Der Verwaltungsgerichtshof hat durch den Vorsitzenden Hofrat Dr. Schubert und die Hofräte Dr. Pokorny, Dr. Fellner, Dr. Hargassner und Dr. Bumberger als Richter, im Beisein des Schriftführers Dr. Cerne über die Beschwerde des Dr. NN in W, vertreten durch Dr. E, Rechtsanwalt in K, gegen den Bescheid (Berufungsentscheidung) der Finanzlandesdirektion für Wien, Niederösterreich und Burgenland, Berufungssenat IV, vom 28. November 1990, Zl. 6/1-1256/89-15, betreffend Einkommensteuer 1983 bis 1987, zu Recht erkannt:

Spruch

Der angefochtene Bescheid wird wegen Rechtswidrigkeit infolge Verletzung von Verfahrensvorschriften aufgehoben.

Der Bund hat dem Beschwerdeführer Aufwendungen in der Höhe von S 11.480,- binnen zwei Wochen bei sonstiger Exekution zu ersetzen.

Begründung

Der Beschwerdeführer ist Universitätsprofessor und Pharmakologe. Nebenbei verfaßte er im Zeitraum der Streitjahre im Auftrag verschiedener pharmazeutischer Unternehmen pharmakologisch-toxikologische Sachverständigengutachten sowie Gebrauchsinformations- und Fachinformationstexte bezüglich verschiedener Medikamente.

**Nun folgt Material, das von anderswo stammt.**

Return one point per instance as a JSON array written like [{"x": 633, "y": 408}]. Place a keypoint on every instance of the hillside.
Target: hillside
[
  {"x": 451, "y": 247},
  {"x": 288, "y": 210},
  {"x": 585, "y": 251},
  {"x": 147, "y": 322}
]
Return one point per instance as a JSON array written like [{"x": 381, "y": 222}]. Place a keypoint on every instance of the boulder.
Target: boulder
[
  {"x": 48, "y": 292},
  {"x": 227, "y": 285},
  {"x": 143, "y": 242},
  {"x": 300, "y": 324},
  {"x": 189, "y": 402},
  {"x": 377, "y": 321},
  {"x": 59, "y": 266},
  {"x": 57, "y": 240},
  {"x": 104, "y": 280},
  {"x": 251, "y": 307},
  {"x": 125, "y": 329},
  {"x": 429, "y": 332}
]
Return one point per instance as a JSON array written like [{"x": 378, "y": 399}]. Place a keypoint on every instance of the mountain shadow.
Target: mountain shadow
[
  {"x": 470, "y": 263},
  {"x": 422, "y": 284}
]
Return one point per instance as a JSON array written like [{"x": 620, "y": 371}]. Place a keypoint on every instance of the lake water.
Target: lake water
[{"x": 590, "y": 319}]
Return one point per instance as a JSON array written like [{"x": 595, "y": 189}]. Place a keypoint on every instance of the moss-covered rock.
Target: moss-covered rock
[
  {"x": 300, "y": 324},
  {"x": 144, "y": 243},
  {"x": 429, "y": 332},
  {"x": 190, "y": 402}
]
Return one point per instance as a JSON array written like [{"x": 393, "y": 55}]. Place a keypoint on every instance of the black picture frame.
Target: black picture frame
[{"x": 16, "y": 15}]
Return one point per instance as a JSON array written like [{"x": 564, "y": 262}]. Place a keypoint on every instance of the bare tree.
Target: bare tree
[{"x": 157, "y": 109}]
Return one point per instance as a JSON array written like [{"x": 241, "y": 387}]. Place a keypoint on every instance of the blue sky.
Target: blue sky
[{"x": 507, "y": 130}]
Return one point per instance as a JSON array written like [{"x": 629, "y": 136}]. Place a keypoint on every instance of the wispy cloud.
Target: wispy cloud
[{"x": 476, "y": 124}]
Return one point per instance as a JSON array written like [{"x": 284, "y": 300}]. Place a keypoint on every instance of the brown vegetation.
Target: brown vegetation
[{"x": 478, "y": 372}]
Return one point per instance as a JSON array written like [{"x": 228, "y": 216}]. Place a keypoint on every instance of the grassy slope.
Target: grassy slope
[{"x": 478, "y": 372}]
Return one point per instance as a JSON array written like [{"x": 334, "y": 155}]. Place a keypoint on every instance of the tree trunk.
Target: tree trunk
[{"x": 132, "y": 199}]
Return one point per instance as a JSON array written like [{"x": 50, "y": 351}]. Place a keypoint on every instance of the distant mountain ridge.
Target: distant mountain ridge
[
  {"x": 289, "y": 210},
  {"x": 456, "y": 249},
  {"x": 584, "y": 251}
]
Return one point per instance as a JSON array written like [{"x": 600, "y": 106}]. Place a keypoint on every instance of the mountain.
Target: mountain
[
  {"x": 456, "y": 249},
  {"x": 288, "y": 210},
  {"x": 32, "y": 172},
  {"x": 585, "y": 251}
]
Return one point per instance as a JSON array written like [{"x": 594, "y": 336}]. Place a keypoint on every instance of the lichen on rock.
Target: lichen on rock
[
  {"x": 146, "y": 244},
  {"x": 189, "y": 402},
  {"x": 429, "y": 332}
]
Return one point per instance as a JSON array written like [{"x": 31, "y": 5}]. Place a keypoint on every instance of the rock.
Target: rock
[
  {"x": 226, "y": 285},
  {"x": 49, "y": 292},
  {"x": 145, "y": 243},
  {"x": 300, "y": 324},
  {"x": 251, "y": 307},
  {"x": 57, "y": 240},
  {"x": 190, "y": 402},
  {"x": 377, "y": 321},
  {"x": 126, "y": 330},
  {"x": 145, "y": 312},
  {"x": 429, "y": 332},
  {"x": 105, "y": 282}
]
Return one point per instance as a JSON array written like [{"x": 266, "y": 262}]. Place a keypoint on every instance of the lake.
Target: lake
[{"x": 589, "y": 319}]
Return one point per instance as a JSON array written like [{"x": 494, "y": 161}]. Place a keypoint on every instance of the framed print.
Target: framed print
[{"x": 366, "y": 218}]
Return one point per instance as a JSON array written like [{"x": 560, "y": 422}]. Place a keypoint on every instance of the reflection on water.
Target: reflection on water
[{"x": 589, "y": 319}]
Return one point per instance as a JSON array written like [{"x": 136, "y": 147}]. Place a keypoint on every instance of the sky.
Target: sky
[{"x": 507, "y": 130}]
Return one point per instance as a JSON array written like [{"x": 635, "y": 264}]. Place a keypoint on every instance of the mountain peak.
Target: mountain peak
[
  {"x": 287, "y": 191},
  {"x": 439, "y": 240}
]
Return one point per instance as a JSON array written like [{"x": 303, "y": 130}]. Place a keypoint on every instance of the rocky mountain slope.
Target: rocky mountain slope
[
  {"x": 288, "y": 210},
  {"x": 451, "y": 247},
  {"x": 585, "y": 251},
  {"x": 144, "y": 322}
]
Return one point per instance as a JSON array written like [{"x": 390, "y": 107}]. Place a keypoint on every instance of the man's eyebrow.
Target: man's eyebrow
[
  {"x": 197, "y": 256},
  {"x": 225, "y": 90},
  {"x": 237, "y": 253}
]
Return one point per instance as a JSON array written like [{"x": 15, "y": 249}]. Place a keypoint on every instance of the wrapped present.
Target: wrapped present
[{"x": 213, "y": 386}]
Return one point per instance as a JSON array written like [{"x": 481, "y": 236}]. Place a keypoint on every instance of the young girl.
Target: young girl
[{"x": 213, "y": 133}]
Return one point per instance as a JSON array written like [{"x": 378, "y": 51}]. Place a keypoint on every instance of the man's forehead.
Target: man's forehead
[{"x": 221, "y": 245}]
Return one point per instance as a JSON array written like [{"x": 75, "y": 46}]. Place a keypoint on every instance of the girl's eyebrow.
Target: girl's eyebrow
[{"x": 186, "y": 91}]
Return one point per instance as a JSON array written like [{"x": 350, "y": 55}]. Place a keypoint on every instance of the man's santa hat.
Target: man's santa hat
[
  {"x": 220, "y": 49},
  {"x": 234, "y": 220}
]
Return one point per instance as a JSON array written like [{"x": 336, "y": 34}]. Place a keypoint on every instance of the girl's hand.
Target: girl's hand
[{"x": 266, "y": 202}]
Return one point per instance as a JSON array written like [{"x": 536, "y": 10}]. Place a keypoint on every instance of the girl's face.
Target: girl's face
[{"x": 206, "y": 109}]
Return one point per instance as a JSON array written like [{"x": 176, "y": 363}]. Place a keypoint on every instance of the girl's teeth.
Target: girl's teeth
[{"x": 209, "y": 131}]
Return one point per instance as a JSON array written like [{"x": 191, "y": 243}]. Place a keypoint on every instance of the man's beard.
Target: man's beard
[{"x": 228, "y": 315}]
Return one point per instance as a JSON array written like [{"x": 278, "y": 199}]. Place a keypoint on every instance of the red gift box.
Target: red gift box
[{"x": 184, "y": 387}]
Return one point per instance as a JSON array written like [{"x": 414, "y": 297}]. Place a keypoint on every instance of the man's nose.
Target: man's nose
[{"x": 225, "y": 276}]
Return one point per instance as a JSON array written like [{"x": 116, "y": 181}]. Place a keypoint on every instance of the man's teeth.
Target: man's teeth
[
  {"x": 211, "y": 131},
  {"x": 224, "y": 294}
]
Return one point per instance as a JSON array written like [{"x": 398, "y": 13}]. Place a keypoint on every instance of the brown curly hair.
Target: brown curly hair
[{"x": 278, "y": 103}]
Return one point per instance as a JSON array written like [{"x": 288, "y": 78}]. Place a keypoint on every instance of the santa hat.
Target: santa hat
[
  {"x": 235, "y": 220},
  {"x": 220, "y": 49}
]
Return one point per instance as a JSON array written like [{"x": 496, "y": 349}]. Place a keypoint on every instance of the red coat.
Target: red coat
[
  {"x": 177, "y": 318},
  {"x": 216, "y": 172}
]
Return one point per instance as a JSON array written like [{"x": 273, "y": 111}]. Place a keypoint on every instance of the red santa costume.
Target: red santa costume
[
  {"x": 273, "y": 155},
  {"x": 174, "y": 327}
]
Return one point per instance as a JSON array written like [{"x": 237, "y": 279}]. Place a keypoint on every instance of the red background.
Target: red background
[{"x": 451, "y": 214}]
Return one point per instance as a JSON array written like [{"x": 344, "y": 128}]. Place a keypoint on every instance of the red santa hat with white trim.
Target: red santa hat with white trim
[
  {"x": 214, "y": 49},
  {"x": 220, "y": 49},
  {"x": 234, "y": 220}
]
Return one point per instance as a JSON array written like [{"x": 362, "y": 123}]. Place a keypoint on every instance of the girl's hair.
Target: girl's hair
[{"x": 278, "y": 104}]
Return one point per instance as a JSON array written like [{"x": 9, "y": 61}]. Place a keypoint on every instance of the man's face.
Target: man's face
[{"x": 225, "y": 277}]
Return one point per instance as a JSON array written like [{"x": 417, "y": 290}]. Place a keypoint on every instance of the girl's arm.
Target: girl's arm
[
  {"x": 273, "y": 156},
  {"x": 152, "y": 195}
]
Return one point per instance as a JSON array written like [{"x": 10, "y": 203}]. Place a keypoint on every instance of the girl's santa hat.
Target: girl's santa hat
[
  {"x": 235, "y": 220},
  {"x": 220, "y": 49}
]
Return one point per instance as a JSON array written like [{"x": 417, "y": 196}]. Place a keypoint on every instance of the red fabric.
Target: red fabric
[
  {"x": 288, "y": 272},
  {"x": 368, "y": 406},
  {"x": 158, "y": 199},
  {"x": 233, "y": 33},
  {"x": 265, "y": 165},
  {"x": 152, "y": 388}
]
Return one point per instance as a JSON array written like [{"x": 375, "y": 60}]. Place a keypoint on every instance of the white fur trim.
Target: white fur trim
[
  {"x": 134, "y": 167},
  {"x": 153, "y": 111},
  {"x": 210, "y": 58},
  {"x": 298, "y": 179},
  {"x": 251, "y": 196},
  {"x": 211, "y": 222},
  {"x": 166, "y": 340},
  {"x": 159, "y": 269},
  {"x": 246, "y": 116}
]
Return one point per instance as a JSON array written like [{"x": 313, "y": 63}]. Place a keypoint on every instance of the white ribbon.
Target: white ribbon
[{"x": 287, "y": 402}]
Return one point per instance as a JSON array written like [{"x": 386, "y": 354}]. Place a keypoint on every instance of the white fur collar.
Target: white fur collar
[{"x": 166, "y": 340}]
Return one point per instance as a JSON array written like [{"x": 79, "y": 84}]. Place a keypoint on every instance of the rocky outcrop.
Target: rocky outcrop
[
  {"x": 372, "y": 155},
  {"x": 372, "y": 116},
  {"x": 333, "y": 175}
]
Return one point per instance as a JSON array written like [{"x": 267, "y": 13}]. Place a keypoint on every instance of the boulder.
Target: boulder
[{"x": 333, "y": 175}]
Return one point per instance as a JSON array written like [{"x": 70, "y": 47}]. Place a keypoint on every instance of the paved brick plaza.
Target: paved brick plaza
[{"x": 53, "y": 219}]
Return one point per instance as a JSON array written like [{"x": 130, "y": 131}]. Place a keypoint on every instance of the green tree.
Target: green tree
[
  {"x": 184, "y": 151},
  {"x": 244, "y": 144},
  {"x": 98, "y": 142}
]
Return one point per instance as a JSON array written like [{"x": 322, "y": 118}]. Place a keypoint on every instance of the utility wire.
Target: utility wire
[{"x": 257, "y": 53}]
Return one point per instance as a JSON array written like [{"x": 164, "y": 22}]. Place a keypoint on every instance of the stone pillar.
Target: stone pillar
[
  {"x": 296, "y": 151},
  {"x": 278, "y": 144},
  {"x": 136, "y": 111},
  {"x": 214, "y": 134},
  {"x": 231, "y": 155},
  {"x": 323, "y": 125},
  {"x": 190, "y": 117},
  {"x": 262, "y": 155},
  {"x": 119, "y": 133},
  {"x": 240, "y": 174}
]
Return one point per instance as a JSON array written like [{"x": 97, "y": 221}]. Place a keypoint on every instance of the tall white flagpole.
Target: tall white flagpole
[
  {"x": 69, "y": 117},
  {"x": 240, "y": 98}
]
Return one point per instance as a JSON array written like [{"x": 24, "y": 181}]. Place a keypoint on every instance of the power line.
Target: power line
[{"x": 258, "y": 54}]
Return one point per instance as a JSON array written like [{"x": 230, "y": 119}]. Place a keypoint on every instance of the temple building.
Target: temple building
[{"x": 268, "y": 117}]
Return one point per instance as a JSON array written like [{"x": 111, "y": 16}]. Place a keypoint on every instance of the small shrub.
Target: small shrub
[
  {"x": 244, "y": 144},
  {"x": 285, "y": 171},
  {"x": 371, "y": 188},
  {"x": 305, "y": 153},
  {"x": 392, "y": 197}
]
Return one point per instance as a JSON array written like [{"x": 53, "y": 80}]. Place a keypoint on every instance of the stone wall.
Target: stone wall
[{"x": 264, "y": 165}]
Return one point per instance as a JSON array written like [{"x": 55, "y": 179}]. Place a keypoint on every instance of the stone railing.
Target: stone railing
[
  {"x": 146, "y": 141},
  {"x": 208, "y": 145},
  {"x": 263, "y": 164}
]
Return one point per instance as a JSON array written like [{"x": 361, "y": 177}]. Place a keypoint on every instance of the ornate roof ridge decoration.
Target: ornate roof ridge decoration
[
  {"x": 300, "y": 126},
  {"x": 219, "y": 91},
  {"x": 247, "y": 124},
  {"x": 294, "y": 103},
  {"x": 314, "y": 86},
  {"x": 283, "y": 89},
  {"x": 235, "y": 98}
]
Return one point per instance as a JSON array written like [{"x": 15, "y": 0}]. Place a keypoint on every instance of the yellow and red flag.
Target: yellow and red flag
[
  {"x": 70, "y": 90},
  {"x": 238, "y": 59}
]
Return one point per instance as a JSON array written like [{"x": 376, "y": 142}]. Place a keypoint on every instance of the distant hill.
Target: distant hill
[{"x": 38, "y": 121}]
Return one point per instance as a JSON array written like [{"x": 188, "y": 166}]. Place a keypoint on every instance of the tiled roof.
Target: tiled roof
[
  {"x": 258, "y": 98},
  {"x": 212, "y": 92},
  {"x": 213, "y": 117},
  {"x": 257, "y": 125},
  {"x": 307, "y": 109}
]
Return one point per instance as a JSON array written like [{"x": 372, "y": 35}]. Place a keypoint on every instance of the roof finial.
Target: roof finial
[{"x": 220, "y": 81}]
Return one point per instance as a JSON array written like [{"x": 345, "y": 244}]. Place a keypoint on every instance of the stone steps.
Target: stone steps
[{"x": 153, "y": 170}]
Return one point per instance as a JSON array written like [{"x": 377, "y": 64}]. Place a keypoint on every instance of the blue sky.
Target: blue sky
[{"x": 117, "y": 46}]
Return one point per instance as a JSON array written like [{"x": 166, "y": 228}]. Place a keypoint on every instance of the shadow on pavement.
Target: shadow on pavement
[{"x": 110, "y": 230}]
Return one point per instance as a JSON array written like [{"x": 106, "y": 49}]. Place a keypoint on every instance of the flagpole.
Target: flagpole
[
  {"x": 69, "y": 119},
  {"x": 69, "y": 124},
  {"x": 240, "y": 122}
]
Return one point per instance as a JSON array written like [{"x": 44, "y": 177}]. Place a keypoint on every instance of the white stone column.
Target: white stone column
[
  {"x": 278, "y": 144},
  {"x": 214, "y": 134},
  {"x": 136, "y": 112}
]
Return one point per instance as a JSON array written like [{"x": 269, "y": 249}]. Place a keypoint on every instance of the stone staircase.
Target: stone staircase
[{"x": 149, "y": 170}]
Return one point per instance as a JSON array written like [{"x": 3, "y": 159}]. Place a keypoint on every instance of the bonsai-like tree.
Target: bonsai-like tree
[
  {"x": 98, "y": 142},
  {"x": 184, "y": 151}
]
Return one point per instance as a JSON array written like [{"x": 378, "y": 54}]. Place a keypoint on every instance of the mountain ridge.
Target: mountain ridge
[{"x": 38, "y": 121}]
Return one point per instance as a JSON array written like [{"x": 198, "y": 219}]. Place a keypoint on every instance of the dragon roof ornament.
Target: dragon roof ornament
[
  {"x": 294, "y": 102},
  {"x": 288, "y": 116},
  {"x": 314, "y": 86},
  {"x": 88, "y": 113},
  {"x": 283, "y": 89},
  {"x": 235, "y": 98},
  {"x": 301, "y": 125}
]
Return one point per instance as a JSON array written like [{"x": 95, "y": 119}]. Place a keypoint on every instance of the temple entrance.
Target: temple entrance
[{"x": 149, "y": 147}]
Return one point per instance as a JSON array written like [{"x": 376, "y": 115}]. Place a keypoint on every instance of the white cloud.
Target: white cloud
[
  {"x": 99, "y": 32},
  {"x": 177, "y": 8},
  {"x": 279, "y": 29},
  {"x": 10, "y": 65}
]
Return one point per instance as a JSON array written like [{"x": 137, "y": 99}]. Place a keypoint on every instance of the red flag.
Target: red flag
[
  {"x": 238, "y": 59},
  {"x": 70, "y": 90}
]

Im Zuge einer Betriebsprüfung nahm der Beschwerdeführer für die dafür vereinnahmten Honorare die Begünstigung des ermäßigten Steuersatzes nach § 38 Abs. 4 Einkommensteuergesetz 1972 in Anspruch, welche jedoch nur mit einem Anteil von 30 Prozent der vereinnahmten Honorare anerkannt wurde.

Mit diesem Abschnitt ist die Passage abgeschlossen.